If you’re an Optus customer, Wednesday was a day you’d probably rather forget.
It certainly was for the ACT Government. The so-far unexplained outage felled services from Access Canberra contact centres to waste management and mental health care access.
Triple zero calls from mobiles were unaffected, although emergency calls from landlines were inoperable.
The outage affected up to 10 million Australians and was also characterised by near silence from Optus itself. Communications minister Michelle Rowland made it plain she was not happy with the lack of explanations, reassurance or engagement from CEO Kelly Bayer Rosmarin.
Presumably, the CEO, who was also at the helm during last year’s Optus data breach, was thinking more about the shareholders than the customers when she chose to remain tight-lipped.
So how can what appears to be a fault deep in the core of the system bring down almost half the country’s communications network?
Telecommunications constant Paul Budde says it shouldn’t happen: telcos should have redundancies built in and the capacity to operate parallel, unlinked systems that could be switched in the event of a major outage.
Bushfire-affected areas now have roaming capacity that enables users to switch networks, but this capacity could be extended across all areas to mitigate the effects of other natural disasters, including floods, cyclones or even human-generated events like the Optus outage.
That would, of course, cost money, and in a competitive environment, telcos have resisted the level of investment that would require, resisting suggestions around sharing their infrastructure more widely than they already do.
But how can they justify that stance? Telecommunications are more than a consumer choice or a business option. As Wednesday’s outage demonstrated, they’re of critical importance to the economy, our safety and wellbeing.
And these are not rare events: over the past few years, there have been several mass outages, let alone the constant risk posed by system hacking.
Telstra once operated under the universal service obligation, which was replaced in 2018 with the universal service guarantee, to provide fixed voice services to premises in Australia on reasonable request.
Is it now time for the federal government to step in and ensure all networks are fit for purpose when the consequences of failure can be, literally, life-threatening?
This is an even more urgent issue in regional areas, which are always poorly served by telecommunications networks. When Telstra promises you they cover 96 per cent of Australians, they mean exactly that – people, not geography.

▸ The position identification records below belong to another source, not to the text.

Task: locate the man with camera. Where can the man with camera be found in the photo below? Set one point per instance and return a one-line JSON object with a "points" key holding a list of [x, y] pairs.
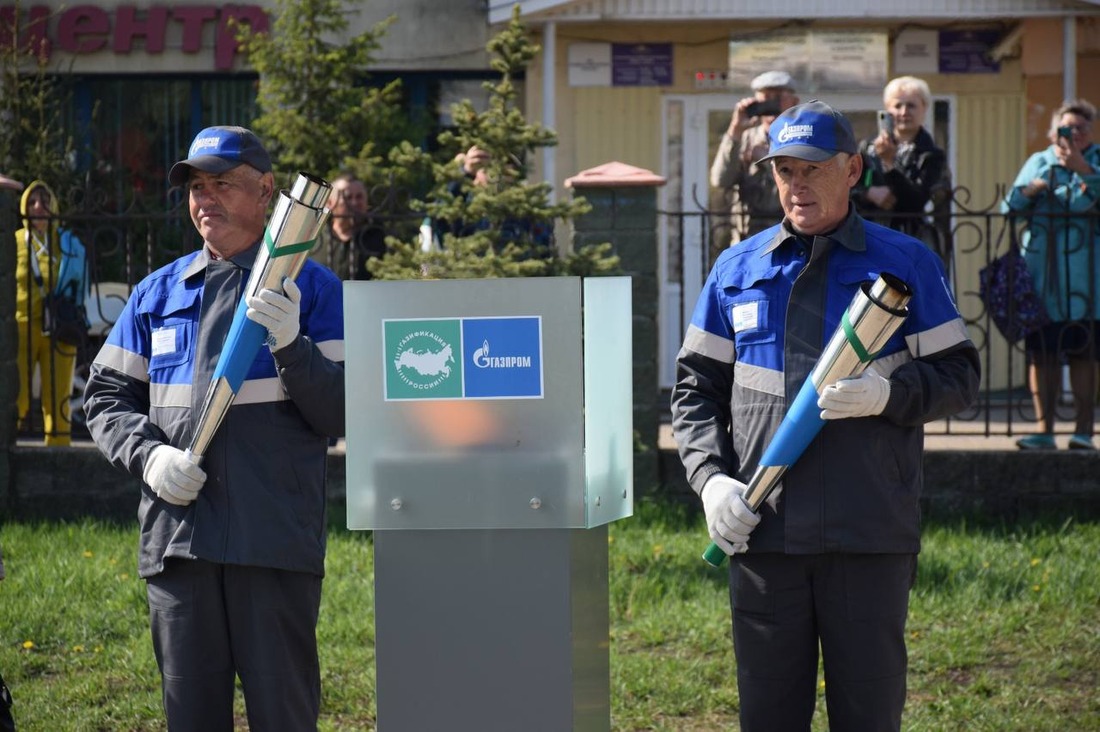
{"points": [[754, 200], [351, 239]]}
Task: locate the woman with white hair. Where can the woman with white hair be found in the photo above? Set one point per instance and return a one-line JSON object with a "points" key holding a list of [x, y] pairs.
{"points": [[903, 168]]}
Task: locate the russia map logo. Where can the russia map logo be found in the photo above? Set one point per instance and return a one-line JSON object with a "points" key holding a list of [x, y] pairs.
{"points": [[463, 358]]}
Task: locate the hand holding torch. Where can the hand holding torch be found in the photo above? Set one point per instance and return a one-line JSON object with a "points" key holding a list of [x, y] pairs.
{"points": [[290, 233], [875, 314]]}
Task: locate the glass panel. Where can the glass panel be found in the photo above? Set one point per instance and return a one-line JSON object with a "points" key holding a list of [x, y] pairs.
{"points": [[673, 189]]}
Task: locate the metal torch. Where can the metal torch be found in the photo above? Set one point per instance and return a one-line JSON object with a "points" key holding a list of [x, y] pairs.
{"points": [[290, 233], [875, 314]]}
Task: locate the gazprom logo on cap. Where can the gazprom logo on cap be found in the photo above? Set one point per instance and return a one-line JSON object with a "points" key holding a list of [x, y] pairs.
{"points": [[794, 132], [202, 143]]}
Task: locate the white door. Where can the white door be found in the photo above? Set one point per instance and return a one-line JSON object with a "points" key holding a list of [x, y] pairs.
{"points": [[694, 228]]}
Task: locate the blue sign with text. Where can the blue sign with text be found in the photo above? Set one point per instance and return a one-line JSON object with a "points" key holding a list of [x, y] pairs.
{"points": [[502, 358]]}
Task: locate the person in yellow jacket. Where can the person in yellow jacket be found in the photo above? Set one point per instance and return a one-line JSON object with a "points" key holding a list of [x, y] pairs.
{"points": [[40, 247]]}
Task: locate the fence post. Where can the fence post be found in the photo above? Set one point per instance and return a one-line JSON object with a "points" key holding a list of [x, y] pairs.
{"points": [[9, 336], [624, 212]]}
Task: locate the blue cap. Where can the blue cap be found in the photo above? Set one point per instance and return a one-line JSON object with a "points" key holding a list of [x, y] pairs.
{"points": [[220, 149], [812, 131]]}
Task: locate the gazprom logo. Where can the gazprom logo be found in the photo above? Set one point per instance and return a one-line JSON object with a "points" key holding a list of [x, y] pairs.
{"points": [[204, 142], [793, 132], [503, 357]]}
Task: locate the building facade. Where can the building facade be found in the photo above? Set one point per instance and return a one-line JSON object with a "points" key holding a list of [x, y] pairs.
{"points": [[649, 83]]}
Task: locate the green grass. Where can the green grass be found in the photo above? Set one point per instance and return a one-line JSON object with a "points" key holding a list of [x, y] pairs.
{"points": [[1003, 631]]}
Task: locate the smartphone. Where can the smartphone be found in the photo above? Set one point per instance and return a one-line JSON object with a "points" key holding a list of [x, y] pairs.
{"points": [[886, 122], [766, 108]]}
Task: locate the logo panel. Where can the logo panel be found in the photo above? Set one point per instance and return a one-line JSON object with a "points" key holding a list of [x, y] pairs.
{"points": [[503, 358]]}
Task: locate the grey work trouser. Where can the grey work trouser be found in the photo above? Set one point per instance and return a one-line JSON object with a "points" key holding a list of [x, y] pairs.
{"points": [[211, 622], [854, 607]]}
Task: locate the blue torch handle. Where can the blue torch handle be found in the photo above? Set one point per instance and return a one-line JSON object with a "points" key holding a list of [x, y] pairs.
{"points": [[242, 343], [795, 432], [799, 427]]}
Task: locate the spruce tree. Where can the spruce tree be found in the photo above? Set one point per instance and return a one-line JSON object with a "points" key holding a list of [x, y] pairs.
{"points": [[490, 229]]}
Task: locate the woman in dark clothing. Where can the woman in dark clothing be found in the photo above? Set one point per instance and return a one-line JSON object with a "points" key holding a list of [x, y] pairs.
{"points": [[903, 168]]}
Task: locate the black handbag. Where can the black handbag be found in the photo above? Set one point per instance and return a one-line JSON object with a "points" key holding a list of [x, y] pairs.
{"points": [[66, 320], [7, 722], [1009, 293]]}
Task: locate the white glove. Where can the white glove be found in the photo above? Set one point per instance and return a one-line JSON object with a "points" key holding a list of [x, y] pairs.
{"points": [[277, 313], [860, 396], [728, 519], [172, 476]]}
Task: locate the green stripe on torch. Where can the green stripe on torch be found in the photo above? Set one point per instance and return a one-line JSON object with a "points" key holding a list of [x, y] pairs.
{"points": [[286, 249], [857, 345]]}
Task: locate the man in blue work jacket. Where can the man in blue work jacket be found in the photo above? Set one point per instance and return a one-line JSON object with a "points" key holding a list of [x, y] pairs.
{"points": [[829, 559], [232, 553]]}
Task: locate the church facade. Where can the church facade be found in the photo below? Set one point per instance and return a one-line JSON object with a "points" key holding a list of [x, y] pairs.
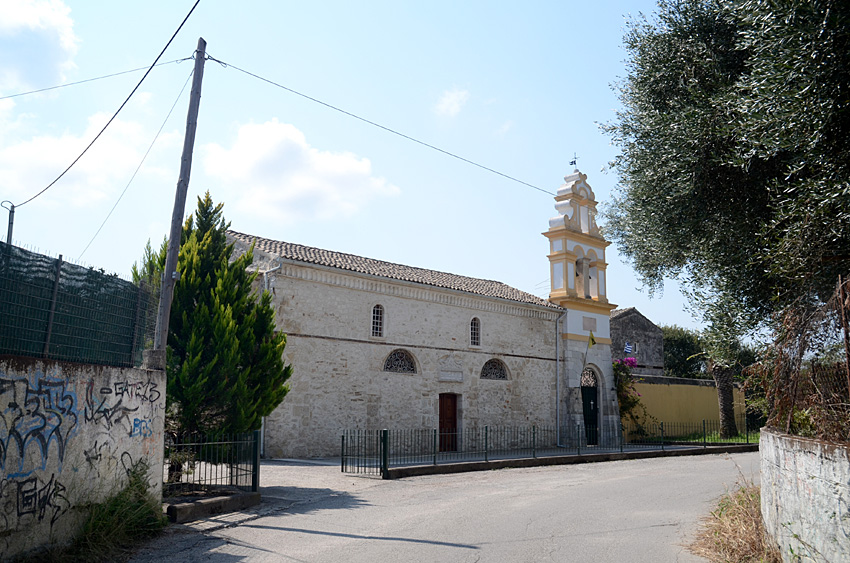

Optus is largely useless in rural Australia, and despite endless rollouts of mobile towers, there are plenty of rural and regional areas where coverage is patchy at best or non-existent at worst.
It’s a recipe for disaster in a changing climate where extreme weather events are predicted to rise and communities increasingly depend on mobile communications.
Paul Budde makes the argument that government responses over the past few decades have been a patchwork of short-term solutions and bandaids: mobile towers, subsidies for boosting coverage and the like.
He suggests a better option would be a levy on telcos, yielding investment that would fund ongoing investment in a system that would be disaster-proof, ensure system maintenance and meet service obligations.
Healthy market competition is a good thing in general. But where lives, wellbeing and community safety are at stake, there has to be a better way to ensure we all stay connected.